Nel caso specifico, la pena per il reato più grave era stata fissata in un anno e correttamente sostituita con la libertà controllata. Di conseguenza, il giudice dell’esecuzione ha agito legittimamente estendendo la sostituzione anche agli aumenti di pena disposti per gli altri reati uniti dal vincolo della continuazione. La Corte ha rafforzato questa interpretazione richiamando un consolidato orientamento delle Sezioni Unite (sentenza Giglia, n. 40983/2018), che aveva già chiarito questo principio.
Le Conclusioni
La sentenza consolida un importante principio di diritto in materia di esecuzione penale e applicazione della pena sostitutiva. Anche nel regime transitorio post-Riforma Cartabia, quando si applica la normativa previgente, questa va interpretata sistematicamente. In caso di reato continuato, la possibilità di accedere a una sanzione sostitutiva dipende esclusivamente dall’entità della pena stabilita per la violazione principale.

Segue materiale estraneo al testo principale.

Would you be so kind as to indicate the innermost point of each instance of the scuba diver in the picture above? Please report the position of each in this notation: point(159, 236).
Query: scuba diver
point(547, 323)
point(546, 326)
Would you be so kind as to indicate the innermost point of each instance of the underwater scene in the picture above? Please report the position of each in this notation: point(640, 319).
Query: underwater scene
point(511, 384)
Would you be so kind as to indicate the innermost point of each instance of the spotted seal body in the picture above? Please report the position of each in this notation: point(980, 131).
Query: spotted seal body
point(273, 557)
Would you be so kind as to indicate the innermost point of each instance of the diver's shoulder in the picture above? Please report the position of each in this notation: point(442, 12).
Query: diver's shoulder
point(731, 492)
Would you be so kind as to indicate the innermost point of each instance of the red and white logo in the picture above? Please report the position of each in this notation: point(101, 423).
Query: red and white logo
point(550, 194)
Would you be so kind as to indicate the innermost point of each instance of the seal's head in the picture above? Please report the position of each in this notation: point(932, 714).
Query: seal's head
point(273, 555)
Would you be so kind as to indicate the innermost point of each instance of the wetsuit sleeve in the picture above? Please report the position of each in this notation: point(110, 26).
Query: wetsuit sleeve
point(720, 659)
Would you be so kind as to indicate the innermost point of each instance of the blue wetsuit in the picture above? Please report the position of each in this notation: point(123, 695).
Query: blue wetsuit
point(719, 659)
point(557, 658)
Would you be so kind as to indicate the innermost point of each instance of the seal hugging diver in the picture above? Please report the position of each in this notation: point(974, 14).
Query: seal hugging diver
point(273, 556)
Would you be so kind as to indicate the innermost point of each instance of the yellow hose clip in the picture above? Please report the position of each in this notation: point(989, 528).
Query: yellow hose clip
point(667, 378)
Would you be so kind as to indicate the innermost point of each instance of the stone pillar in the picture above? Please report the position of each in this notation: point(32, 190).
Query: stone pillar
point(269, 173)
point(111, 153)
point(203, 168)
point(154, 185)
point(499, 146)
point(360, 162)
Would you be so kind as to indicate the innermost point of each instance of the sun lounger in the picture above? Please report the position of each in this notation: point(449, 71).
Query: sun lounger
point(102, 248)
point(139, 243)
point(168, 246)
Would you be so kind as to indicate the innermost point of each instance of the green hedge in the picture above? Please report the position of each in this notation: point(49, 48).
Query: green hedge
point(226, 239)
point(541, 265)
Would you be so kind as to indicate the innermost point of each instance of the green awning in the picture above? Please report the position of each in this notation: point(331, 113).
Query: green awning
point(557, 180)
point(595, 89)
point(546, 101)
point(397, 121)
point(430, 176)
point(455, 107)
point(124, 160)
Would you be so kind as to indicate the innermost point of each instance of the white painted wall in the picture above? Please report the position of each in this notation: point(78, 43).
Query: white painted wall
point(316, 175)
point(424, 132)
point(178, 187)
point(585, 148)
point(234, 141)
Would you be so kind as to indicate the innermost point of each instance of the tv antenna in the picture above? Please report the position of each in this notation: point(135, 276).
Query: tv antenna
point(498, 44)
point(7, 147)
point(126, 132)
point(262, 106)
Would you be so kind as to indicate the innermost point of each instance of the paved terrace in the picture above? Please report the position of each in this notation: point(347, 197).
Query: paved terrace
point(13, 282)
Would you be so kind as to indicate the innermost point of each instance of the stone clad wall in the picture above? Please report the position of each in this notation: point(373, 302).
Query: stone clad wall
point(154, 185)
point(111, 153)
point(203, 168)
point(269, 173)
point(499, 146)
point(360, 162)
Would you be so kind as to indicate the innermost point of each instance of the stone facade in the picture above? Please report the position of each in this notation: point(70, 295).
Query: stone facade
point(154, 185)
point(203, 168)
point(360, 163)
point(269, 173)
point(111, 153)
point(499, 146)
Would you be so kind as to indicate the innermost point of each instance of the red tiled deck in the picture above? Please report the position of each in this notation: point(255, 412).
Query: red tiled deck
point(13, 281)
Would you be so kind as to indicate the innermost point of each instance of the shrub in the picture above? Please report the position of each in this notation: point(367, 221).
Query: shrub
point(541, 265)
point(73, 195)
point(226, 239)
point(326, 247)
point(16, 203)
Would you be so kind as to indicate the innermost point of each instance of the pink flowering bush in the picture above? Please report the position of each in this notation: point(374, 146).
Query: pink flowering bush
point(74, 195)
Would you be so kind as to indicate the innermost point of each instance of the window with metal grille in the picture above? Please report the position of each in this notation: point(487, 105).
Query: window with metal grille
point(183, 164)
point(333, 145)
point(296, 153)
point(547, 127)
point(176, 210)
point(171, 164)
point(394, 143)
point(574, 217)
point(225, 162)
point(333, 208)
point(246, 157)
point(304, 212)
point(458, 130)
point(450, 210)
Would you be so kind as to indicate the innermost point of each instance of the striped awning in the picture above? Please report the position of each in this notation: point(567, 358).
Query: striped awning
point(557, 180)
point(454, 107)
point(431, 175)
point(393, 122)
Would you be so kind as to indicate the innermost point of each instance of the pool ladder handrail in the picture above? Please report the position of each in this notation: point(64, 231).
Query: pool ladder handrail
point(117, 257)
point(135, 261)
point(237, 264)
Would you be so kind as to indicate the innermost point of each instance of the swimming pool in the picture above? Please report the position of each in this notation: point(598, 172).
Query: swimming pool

Questa decisione non solo offre certezza giuridica ma riafferma anche un’interpretazione che, nel rispetto della legge, si dimostra più favorevole al condannato, in linea con i principi di rieducazione della pena.
Dopo la Riforma Cartabia, quale legge si applica alle pene sostitutive già in esecuzione?
Secondo la disciplina transitoria (art. 95 D.Lgs. 150/2022), per le misure già disposte e ancora in esecuzione prima della riforma, si continua ad applicare la disciplina previgente, inclusa la normativa sulla libertà controllata.
In caso di reato continuato, come si calcola il limite di pena per la sostituzione?
Il limite di pena per poter applicare una sanzione sostitutiva deve essere valutato solo sulla pena base inflitta per il reato più grave, senza tener conto degli aumenti applicati per i reati satellite legati dal vincolo della continuazione.
È legittimo sostituire una pena complessiva superiore al limite di un anno, se la pena base è entro tale limite?
Sì, è legittimo. La Corte di Cassazione ha confermato che, se la pena per il reato più grave rientra nei limiti per la sostituzione ed è stata effettivamente sostituita, anche gli aumenti di pena per la continuazione possono essere oggetto della stessa sostituzione, anche se il totale supera la soglia.